It is technically spring break, no classes, and they are trying to get the workaholic Japanese folk to go home. I'm just waiting for someone to leave. I don't want to be first all the time.
And the "working super hard" is usually reduced to "working" and only in a limited sense. If you are at your desk and the computer is turned on, they tend to be happy. Took me a long time to figure that out.
These guys working 70 hours a week. They were reading email and browsing the web.
Head teacher just said, "come on guys, go home already."
I'm gone, see you later.
When I was working at Kokusai Gaigo, the Japanese working twelve hour days weren't getting anymore work done than we lazy foreigners only working eight. It was just a contest. First one to go home lost. (We had a separate office, so our leaving didn't end the game.)

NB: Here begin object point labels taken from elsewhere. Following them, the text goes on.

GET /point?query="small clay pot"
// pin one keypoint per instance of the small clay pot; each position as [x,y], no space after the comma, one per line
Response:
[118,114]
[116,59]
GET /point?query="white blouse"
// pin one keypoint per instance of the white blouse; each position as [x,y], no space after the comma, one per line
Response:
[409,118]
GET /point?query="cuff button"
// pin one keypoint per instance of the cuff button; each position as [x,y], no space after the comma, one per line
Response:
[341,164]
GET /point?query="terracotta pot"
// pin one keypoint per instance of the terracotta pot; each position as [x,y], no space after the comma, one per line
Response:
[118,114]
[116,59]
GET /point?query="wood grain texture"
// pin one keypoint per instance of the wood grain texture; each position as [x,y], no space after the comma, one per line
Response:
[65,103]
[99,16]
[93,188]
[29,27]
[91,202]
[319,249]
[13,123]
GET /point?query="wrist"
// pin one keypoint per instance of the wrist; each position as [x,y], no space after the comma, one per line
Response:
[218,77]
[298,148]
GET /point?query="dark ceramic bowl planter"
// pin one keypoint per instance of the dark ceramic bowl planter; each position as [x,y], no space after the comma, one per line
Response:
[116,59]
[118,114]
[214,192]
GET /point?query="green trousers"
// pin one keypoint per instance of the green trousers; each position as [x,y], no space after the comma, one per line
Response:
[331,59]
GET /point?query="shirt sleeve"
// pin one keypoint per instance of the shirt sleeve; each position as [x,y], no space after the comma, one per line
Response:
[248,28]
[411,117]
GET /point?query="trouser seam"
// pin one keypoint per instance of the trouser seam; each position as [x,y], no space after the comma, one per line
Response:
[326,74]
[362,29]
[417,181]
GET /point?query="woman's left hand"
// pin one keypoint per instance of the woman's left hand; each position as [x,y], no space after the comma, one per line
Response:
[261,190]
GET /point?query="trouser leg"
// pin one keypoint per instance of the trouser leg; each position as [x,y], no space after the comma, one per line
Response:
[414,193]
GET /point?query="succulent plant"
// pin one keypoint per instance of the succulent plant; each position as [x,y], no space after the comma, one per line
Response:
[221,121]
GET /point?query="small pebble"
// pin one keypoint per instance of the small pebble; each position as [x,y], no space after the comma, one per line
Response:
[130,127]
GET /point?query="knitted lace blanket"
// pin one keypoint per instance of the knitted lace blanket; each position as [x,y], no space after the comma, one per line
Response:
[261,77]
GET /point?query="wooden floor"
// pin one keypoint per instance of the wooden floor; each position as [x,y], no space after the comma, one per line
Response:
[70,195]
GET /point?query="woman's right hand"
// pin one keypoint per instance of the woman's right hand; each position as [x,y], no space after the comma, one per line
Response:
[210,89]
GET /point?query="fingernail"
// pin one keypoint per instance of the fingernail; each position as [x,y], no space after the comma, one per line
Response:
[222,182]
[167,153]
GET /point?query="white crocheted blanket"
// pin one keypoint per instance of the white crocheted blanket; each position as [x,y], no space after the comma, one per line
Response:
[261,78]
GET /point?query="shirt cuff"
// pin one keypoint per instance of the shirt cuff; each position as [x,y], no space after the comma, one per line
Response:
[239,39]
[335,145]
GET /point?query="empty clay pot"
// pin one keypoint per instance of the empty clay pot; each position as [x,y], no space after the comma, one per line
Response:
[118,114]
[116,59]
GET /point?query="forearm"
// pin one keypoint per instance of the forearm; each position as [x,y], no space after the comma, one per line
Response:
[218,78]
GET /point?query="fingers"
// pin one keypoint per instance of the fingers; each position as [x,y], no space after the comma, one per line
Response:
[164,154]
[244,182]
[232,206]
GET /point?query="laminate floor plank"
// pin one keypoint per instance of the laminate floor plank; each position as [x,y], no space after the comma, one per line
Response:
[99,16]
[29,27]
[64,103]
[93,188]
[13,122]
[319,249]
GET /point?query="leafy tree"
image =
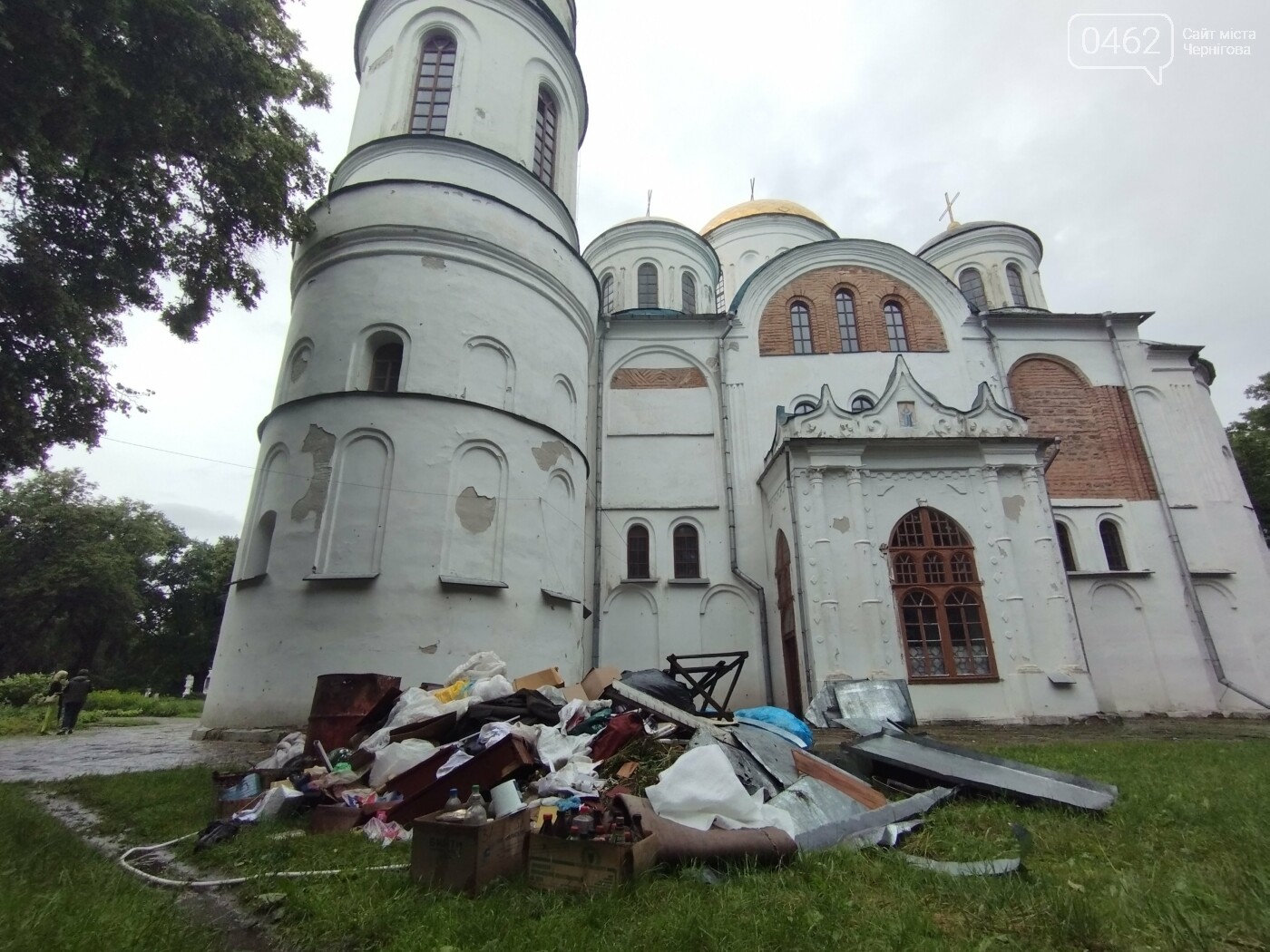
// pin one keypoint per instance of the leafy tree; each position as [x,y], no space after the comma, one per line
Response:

When I was at Nova ICI, I had a student who was an engineer working at, surprisingly enough, an engineering firm. Their branch manager spent a lot of time dealing with foreign firms, and he tried importing the idea of flexible hours. Workers could come in earlier and leave earlier, come later and leave later, or work longer hours fewer days. It was a great success. The workforce was happy. Productivity went up. Errors and costs went down. But they had to scrap the program. Sometimes when another firm called, the person they wanted to speak to wasn't in the office. The firm got a reputation for being a bunch of slackers.
I mentioned that at Kokusai Gaigo we foreigners had our own little ghetto office. The building was grossly over-lit. Enough to make you squint. The top foot or so of the wall was a strip of windows onto the hallway. We left the lights out in our office and the light coming from the hallway was more than sufficient. Whenever a local teacher, staff, or student came into our office and saw the lights out, they would patiently take one of us by the hand, show us where the light switch was and how it worked. Eventually we took to telling them that because blue-eyed people got more light through the coloured part of their eyes, they didn't need as much light to see by. This was also, we explained, why blue-eyed people more often suffered from red eye in flash photographs.
So, if a Japanese person ever tells you that blue-eyed people can see in the dark, I started that in 1990 because I got tired of being shown how a light switch worked.